Als neuer Prorektor der Hochschule Aalen setzt sich Prof. Dr. Marcus Liebschner für eine vielfältige Lehre ein

Prof. Dr. Marcus Liebschner ist Elektrotechnikprofessor an der Hochschule Aalen und setzt sich als Prorektor für die Weiterentwicklung der Lehrformate ein. Aber auch die gute alte Tafel hat durchaus noch ihren Mehrwert. Fotohinweis: © Hochschule Aalen | Eva Stengel
Feuerzeugbenzin und die Auspuffblende vom VW Käfer – das Experiment aus dem Physikunterricht zu Hause nachzustellen, war dann doch keine so eine gute Idee. Vor allem, wenn die Experimente aus dem Ruder liefen und die Funken flogen. „Da brannte einem schon mal der Kittel“, erinnert sich Prof. Dr. Marcus Liebschner und fügt lachend hinzu: „Der Funke aus Physik ist sozusagen im wahrsten Sinne des Wortes auf mich übergesprungen. Wie es unser Lehrer geschafft hat, scheinbar trockenen Stoff anschaulich zu vermitteln, das war einfach klasse.“ Was gute Lehre bedeutet und wie man sie von der Theorie in die Praxis umsetzt – gerade auch in Zeiten von Corona – damit beschäftigt sich Liebschner nicht nur tagtäglich als Elektrotechnik-Professor an der Hochschule Aalen, sondern seit kurzem auch als neuer Prorektor für Lehre.
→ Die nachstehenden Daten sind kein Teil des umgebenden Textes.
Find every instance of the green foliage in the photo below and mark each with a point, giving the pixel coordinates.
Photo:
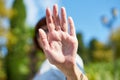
(103, 70)
(115, 42)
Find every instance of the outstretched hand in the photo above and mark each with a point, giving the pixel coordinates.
(59, 44)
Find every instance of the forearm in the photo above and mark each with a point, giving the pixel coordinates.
(76, 74)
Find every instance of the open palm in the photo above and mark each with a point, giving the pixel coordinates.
(59, 46)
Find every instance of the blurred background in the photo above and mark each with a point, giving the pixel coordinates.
(97, 25)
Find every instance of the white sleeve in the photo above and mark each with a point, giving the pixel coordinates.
(49, 72)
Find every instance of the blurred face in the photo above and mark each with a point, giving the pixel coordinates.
(45, 30)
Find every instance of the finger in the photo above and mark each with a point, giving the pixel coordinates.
(43, 40)
(49, 20)
(72, 28)
(63, 20)
(56, 17)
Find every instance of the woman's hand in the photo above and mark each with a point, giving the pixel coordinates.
(59, 45)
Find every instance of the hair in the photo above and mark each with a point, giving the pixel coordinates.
(41, 22)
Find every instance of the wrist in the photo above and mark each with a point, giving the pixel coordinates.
(74, 74)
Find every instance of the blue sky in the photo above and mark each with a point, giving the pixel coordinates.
(86, 14)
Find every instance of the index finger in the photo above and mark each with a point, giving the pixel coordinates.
(49, 20)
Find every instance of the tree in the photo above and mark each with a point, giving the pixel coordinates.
(16, 59)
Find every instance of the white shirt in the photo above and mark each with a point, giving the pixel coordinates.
(51, 72)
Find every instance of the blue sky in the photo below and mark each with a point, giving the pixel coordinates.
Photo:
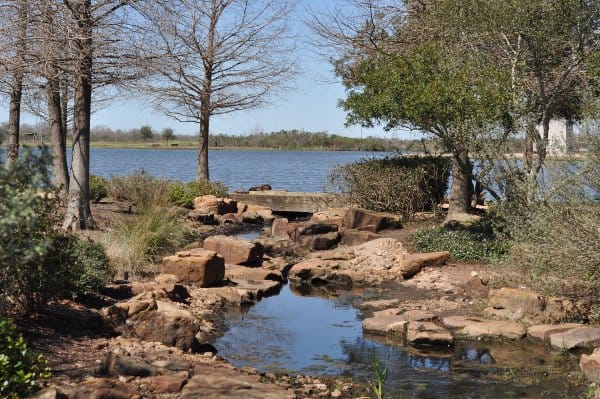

„Dass wir jetzt zum Sommersemester wieder verstärkt zur Präsenzlehre übergehen können und mehr Campusleben möglich sein wird, ist eine erfreuliche Entwicklung“, betont Liebschner. Denn schließlich lebten die Vorlesungen auch vom Miteinander und dem Austausch der Studierenden und Lehrenden. Dies könne man durch Online-Formate alleine nicht bedienen. Daher sei es ihm als neuer Prorektor für Lehre auch ein großes Anliegen, dass die Lehrenden und Studierenden, wieder an die Hochschule Aalen zurückkehren. „Die hybride Lehre hat uns in den vergangenen Semestern als Regler gedient und uns sehr gute Dienste geleistet, die Lehre aufrecht erhalten zu können“, sagt Liebschner, „und sie wird auch in Zukunft nicht mehr wegzudenken sein.“ Schließlich bringe sie viele Vorteile mit, insbesondere was die Flexibilität betreffe. „Jetzt freuen wir uns aber wieder auf mehr analoge Kontakte.“ Für einen guten Start ins Sommersemester 2022 und zur Abmilderung von möglichen pandemiebedingten Lernrückständen sei beispielsweise das „Campus Comeback Programm“ entwickelt worden. Dabei unterstützen Tutorinnen und Tutoren die Lehrenden, um den Studierenden eine noch intensivere Betreuung in Präsenz zu ermöglichen.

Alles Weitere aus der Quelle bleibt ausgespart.